La primera actitud de la persona que quiere ser parte del redil de Jesús debe ser de escucha, actitud que implica aprender a estar atentos a todas las manifestaciones que Jesús nos va haciendo. Escuchar implica ponerse en el lugar del otro para entender lo que de verdad está viviendo; escuchar significa valorar todas las situaciones que le toca vivir y entender por dónde está pasando Dios por nuestra vida. En síntesis, escuchar significa aprender a estar atento a los acontecimientos y personas para auscultar por dónde va mi Señor.
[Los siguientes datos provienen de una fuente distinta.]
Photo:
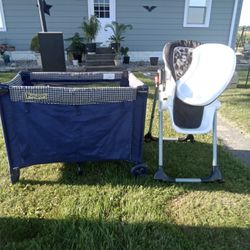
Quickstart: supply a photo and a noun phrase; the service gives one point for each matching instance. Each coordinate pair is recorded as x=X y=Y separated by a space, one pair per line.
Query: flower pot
x=118 y=62
x=126 y=59
x=153 y=60
x=77 y=56
x=115 y=47
x=91 y=48
x=38 y=59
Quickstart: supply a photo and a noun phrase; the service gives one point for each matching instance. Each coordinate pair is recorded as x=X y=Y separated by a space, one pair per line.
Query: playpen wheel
x=14 y=175
x=140 y=169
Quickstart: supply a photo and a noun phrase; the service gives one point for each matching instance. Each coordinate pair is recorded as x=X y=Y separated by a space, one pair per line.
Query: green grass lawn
x=106 y=208
x=236 y=104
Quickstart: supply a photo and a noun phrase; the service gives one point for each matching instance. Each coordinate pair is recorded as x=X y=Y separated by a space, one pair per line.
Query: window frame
x=197 y=25
x=2 y=17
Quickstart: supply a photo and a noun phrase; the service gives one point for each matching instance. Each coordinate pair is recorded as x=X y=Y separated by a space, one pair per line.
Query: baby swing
x=192 y=80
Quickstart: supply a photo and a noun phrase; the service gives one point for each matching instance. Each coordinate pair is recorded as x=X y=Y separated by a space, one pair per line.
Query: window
x=102 y=8
x=197 y=13
x=2 y=21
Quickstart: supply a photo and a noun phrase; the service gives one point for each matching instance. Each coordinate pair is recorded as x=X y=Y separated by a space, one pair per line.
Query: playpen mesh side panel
x=16 y=81
x=75 y=76
x=71 y=96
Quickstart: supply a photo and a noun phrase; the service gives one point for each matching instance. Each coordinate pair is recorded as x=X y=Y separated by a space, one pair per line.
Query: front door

Junto con el escuchar hay una invitación a seguir, que es acto que sólo puede realizar la persona consciente de sí mismo y de lo que implica hacer este camino. Para seguir a Jesús necesitamos ser hombres y mujeres atentos a la realidad que nos toca vivir, con ojos y lenguas proféticas que no se aminoren frente a los sinsentidos en los que muchas veces nos vemos envueltos. Hoy se necesitan profetas que nos ayuden a denunciar con lucidez todo lo que como sociedad se va construyendo en paralelo a lo que Dios espera de nosotros.
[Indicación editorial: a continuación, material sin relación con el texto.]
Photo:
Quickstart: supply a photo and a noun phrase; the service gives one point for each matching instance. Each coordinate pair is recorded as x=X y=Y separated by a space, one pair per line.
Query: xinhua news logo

Estas actitudes que nos pide Jesús las podemos desarrollar en la medida en que confiemos plenamente en que estamos en las manos del Buen Pastor, que somos capaces de escuchar su voz y saber a ciencia cierta por donde avanzar, hacia donde ir, pues estamos en sus manos y nada ni nadie nos puede arrebatar la vida que se nos ha dado. Podemos caminar seguros de que es el buen Dios quien cuida nuestros pasos.
Esto no significa tener la vida asegurada, sino que implica que nos podemos arriesgar sabiendo que la vida verdadera es la que nos regala el Dios vivo, lo que hace del cristiano un hombre libre a la hora de asumir sus compromisos. Conocemos la voz del Señor y sabemos que el camino que nos ofrece es camino de vida, en donde podemos vivir en dignidad como hombres y mujeres libres, en donde el sentido y valor de la vida es total. Es Dios mismo quien nos tiene en posesión y nos invita a arriesgarnos, pues parafraseando a San Pablo podemos decir: “Si Dios está con nosotros, quién en contra”.
Sentir a Jesús como Buen Pastor debe significar para nosotros tener una actitud de compromiso consciente que nos lleve a ser verdaderos colaboradores en la construcción del Reino, para que sea una realidad hoy.